Loving it. Just loooooving ittttttttt.

These warm weather days in December … I cannot get enough of them. This is fully what I believe December should be — a high in the low 60’s, and it can still be a little chilly at night.

It’s these warm mornings as winter approaches, that take me back to L.A. Pang. Sigh.

I plan on taking full advantage of this day — maximizing my time outdoors, in barefeet, savoring.

Already feeling so very very thankful for unexpected warmth in the middle of cold.

Of being reminded by this warm sun, of all the good that surrounds me; all of us.

Which can be hard … especially in the midst of tragedy. In fact, a part of me doesn’t even feel right to experience this happiness, when an entire classroom of children has just been murdered.

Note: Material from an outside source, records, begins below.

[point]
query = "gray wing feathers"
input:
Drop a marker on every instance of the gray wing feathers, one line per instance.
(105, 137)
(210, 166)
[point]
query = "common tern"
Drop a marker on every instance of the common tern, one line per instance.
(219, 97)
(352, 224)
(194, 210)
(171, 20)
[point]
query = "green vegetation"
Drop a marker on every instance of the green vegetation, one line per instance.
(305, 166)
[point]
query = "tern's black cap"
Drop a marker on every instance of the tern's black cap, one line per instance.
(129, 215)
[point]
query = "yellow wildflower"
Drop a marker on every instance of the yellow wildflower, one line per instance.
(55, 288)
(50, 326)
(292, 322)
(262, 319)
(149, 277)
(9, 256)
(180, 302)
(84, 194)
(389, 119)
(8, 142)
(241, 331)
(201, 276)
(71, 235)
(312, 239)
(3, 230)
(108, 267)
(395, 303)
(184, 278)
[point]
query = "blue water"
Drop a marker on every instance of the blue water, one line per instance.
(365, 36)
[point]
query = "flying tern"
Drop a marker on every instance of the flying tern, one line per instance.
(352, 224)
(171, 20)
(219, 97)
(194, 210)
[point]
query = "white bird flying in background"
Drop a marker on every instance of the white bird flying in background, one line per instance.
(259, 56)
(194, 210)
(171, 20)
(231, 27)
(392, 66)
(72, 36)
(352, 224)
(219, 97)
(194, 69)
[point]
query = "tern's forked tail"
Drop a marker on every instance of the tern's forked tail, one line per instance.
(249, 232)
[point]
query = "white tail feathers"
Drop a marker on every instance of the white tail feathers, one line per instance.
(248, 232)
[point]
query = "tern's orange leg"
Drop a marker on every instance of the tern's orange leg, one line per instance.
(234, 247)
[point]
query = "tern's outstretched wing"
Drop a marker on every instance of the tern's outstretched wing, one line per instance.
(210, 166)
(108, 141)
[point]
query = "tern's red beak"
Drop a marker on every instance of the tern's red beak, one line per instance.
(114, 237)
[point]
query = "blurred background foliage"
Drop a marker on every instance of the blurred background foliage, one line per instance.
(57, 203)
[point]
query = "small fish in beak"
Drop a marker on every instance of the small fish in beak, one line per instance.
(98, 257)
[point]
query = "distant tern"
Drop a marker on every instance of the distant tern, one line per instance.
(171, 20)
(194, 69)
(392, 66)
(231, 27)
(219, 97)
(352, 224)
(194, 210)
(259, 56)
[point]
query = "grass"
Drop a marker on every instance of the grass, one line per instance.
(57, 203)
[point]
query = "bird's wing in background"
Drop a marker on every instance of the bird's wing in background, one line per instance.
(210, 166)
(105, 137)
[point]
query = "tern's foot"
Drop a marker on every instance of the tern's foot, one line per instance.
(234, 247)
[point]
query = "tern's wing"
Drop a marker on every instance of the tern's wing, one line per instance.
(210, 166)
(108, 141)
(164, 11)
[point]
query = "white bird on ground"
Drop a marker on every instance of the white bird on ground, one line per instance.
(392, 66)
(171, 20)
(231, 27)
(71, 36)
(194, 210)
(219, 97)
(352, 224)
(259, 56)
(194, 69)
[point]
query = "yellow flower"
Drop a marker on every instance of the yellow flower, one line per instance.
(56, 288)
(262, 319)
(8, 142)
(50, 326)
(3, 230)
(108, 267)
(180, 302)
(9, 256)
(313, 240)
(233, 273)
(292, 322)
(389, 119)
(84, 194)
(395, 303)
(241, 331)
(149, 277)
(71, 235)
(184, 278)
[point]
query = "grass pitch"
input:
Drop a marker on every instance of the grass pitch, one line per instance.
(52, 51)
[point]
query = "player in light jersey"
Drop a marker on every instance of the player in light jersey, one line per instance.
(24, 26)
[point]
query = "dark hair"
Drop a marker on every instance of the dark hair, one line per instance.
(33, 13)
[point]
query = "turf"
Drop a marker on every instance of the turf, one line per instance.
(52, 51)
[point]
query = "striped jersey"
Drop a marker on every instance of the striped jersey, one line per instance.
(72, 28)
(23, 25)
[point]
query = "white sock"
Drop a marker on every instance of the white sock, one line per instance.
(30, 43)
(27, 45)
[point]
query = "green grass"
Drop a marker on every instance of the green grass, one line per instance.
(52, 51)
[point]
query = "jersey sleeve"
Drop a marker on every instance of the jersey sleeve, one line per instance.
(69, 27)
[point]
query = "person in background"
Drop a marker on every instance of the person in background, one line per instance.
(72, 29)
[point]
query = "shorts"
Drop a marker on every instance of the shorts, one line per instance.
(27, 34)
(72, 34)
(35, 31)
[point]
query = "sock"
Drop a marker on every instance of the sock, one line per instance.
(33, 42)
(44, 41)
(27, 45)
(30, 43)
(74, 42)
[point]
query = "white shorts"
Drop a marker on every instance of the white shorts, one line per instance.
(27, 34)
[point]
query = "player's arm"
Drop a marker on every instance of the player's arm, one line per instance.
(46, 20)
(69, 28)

It is senseless and heartbreaking. It makes me question my own beliefs of, “everything happens for a reason” and “all things in perfect order.”

What in this is in perfect order? Bullshit, to everything happening for a reason when you have such young little ones completely wiped out within seconds.

I don’t get it. I really don’t. And I don’t want to try to — it makes my head hurt and my heart even heavier.

Instead I am brought back to love in all of this … that, somehow, if we could just love each other more, maybe these acts of violence and terror would occur much less.

If we can rehabilitate people, from the inside … what would the outside result be?